Colocalization and correlation dynamics between nos and pgc are captured by the computational model. (A) Colocalization rates between nos and pgc homotypic clusters from both biology and modeled data for all stages. (B) Correlation between the sizes of colocalized nos and pgc homotypic clusters, as measured by Pearson’s r, from biology and modeled data for all stages. The model generates a colocalization rate and correlation value that is expected for stage 14 and cannot be extrapolated from biological data due to experimental limitations. In (A) and (B), biological data are blue and represented to the left of modeled data (red) for each stage. (C) Colocalization rates between nos and pgc homotypic clusters in computational models where there is no age effect, no competition effect, or neither effect (No Effect). (D) Correlation coefficient, as measured by Pearson’s r, calculated between colocalized nos and pgc homotypic clusters in computational models where there is no age effect, no competition effect, or neither effect (No Effect). In (C) and (D), no age effect is yellow, no competition effect is green, and no effect is purple, n > 8 biology germ plasms for each stage and n = 10 random simulations for modeled data.

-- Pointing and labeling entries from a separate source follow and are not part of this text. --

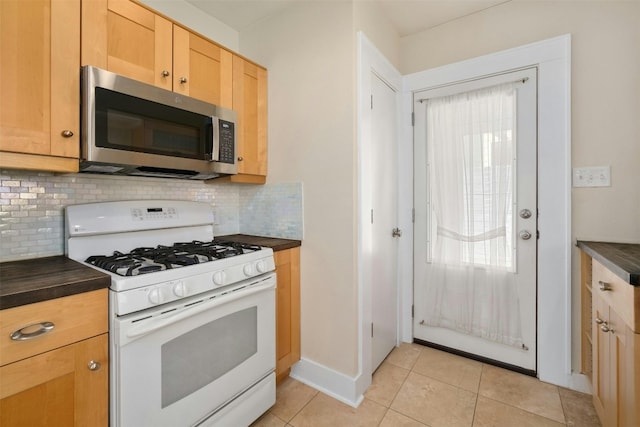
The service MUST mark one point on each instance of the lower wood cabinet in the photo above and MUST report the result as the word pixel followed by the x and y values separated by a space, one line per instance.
pixel 63 387
pixel 58 373
pixel 287 311
pixel 615 350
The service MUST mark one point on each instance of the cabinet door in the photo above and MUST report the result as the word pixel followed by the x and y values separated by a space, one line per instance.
pixel 128 39
pixel 39 57
pixel 58 388
pixel 201 69
pixel 600 340
pixel 287 310
pixel 250 102
pixel 625 377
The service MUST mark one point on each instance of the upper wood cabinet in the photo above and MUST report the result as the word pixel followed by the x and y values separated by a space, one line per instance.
pixel 128 39
pixel 250 102
pixel 39 101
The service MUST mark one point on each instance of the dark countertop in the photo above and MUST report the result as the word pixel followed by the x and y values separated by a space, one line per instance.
pixel 623 259
pixel 270 242
pixel 40 279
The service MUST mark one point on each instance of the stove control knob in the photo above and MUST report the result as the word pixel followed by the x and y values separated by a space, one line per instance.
pixel 261 266
pixel 179 289
pixel 219 278
pixel 248 270
pixel 155 296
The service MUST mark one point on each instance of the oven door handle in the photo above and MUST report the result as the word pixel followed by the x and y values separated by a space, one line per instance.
pixel 217 301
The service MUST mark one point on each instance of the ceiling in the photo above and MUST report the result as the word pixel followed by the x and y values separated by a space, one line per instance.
pixel 407 16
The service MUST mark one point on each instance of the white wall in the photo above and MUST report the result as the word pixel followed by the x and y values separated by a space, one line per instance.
pixel 195 19
pixel 605 99
pixel 311 139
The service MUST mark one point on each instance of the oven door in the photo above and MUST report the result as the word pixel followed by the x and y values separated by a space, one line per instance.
pixel 182 362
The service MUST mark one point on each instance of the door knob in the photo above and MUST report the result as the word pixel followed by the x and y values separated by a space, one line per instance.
pixel 524 235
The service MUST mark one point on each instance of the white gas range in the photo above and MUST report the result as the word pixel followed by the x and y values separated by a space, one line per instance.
pixel 192 319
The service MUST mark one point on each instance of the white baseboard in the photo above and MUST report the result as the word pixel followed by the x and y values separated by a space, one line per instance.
pixel 335 384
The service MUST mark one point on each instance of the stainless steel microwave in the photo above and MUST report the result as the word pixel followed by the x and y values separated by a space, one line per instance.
pixel 132 128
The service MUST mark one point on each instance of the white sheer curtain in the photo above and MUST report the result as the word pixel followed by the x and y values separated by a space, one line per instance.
pixel 471 157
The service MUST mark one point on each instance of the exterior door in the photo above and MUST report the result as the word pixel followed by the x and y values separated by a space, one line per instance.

The relationship between the sizes of colocalized nos and pgc homotypic clusters is also dynamic over developmental time. First, at stage 10, the sizes of nos and pgc colocalized clusters are moderately correlated (Pearson’s r = 0.4) and, by the early embryo, colocalized nos and pgc homotypic clusters are strongly correlated (Pearson’s r = 0.7) (16). In agreement with the biological data, we found that colocalized nos and pgc homotypic cluster size was moderately correlated at stage 10 (average Pearson’s r = 0.34 ± 0.05) and strongly correlated in the early embryo (average Pearson’s r = 0.71 ± 0.01) (Fig. 5 B). Like biological data, modeling results also produced a moderately correlated relationship between colocalized nos and pgc homotypic cluster size (average Pearson’s r = 0.31 ± 0.02), which increased to a strong correlation in the early embryo (0.71 ± 0.01) (Fig. 5 B). Correlation values between biological and modeled data were not significantly different for all stages (p > 0.07) except for stage 12 (p = 0.02). However, this difference was small (0.65 ± 0.01 vs 62 ± 0.01) and fell within the expected biological range. We conclude that, in addition to capturing homotypic cluster size, the computational model produced accurate representations of germ granule mRNA composition across all developmental stages as measured by colocalization rates and correlation between nos and pgc cluster sizes within shared granules (Fig. 5, A and B).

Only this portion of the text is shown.